STOプラットフォームから発行されるトークンを、金融庁が認可した仮想通貨取引所が審査し販売される流れが予想されますが、法整備までに時間がかかるので2019年に始まらないでしょう。

AnyPay
Gunosy他複数社の起業経験を持つ木村新司氏率いるAnyPayグループ。ICO/STOコンサルティング事業を展開しすでに実績も持っています。このAnyPayグループが収益分配型トークン発行システムをリリースすることを発表しています。当然日本も視野に入っていると思いますが、法整備後の日本導入が予想されています。

AnyPay 収益配分型トークン発行システム発表

 

COMSA
当時100億円を超える資金調達で話題になったICO総合プラットフォーム「COMSA」が先日ベータ版をリリースしました。2019年夏には正式リリースも控え、法整備されるころCOMSAプラットフォームが大きく飛躍する時が来るかかも知れません。

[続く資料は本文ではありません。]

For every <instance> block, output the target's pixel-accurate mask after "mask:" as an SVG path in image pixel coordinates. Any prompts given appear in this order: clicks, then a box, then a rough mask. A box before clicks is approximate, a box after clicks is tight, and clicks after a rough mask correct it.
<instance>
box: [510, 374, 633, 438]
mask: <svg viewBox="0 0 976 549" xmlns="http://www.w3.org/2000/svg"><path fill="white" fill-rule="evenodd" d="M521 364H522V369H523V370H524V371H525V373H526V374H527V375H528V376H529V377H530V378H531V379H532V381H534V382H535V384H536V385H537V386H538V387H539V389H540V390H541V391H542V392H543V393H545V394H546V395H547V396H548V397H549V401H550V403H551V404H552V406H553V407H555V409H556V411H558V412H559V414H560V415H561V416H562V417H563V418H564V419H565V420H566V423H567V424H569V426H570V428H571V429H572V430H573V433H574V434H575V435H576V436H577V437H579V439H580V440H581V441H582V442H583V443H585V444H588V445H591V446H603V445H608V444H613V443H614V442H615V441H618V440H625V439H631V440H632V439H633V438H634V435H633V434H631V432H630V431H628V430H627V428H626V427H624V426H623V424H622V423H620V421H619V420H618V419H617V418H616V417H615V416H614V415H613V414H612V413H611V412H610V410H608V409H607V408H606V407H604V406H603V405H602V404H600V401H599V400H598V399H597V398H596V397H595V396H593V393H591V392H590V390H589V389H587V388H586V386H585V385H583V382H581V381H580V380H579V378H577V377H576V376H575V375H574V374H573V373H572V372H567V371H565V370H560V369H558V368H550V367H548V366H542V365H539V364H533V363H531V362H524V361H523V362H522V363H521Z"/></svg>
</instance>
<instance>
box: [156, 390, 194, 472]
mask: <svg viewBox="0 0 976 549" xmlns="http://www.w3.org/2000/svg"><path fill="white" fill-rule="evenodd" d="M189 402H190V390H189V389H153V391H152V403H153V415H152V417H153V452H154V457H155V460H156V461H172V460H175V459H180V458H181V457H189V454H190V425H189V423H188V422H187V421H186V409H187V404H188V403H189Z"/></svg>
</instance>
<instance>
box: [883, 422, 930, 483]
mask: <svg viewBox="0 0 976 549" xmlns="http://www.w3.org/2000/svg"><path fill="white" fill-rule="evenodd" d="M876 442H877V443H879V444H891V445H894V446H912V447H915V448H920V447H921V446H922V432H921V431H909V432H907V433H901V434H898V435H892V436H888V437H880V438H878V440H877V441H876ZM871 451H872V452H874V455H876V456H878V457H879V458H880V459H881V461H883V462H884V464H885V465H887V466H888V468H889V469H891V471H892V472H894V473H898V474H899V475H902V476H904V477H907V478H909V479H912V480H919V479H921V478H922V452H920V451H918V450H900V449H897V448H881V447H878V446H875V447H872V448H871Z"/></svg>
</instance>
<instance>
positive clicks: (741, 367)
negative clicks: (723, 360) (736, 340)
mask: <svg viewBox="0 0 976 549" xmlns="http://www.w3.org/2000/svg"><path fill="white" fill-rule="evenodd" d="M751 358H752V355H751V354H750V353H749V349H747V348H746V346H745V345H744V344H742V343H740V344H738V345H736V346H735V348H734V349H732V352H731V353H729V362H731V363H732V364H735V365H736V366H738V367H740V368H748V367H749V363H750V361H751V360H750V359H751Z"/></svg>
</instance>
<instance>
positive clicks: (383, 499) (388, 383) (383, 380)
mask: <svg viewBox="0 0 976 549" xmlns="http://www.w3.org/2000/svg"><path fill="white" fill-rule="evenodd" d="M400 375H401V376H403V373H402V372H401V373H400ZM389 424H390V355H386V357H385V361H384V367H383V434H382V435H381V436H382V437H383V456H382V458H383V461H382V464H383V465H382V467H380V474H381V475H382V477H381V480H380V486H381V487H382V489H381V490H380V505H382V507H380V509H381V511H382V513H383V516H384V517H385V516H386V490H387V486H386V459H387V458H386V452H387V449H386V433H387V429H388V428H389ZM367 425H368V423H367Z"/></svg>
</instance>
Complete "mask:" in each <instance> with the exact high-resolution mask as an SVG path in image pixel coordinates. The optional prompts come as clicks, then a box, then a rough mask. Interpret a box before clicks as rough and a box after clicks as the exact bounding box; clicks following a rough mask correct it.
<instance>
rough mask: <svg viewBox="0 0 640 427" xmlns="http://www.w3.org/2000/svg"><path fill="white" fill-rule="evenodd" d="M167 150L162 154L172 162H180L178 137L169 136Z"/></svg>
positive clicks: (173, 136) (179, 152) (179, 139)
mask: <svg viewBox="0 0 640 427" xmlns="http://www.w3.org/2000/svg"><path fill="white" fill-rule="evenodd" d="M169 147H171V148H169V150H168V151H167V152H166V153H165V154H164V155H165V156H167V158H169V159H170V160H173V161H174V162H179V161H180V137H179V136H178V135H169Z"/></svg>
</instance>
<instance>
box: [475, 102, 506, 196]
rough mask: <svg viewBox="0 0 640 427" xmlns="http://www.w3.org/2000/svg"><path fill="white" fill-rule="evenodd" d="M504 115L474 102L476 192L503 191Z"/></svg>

ICO総合プラットフォーム「COMSA」COMSA CORE β版を公開

 

Gftd STO
ホワイトハッカーとして有名な河崎純真氏が率いるSTOプラットフォーム&コンサルティング「Gftd STO」。

Gftd STOより

 
日本でも法整備が待てないとばかりにSTOプロジェクトが続々と始まっています。

2019年の重要ワード

2017年から2018年にかけて仮想通貨を騒がした一因に、良くも悪くもICOという手法と投機的な流れがありました。それが2019年に一皮むけ、各国の規制当局の監督のもと事業資金調達方法として普及するかどうかが注目されています。

STO関連ニュースは今後も多いと思いますが、その国での規制当局への登録や承認作業がどうなっているかについても押さえながらニュースチェックしてください。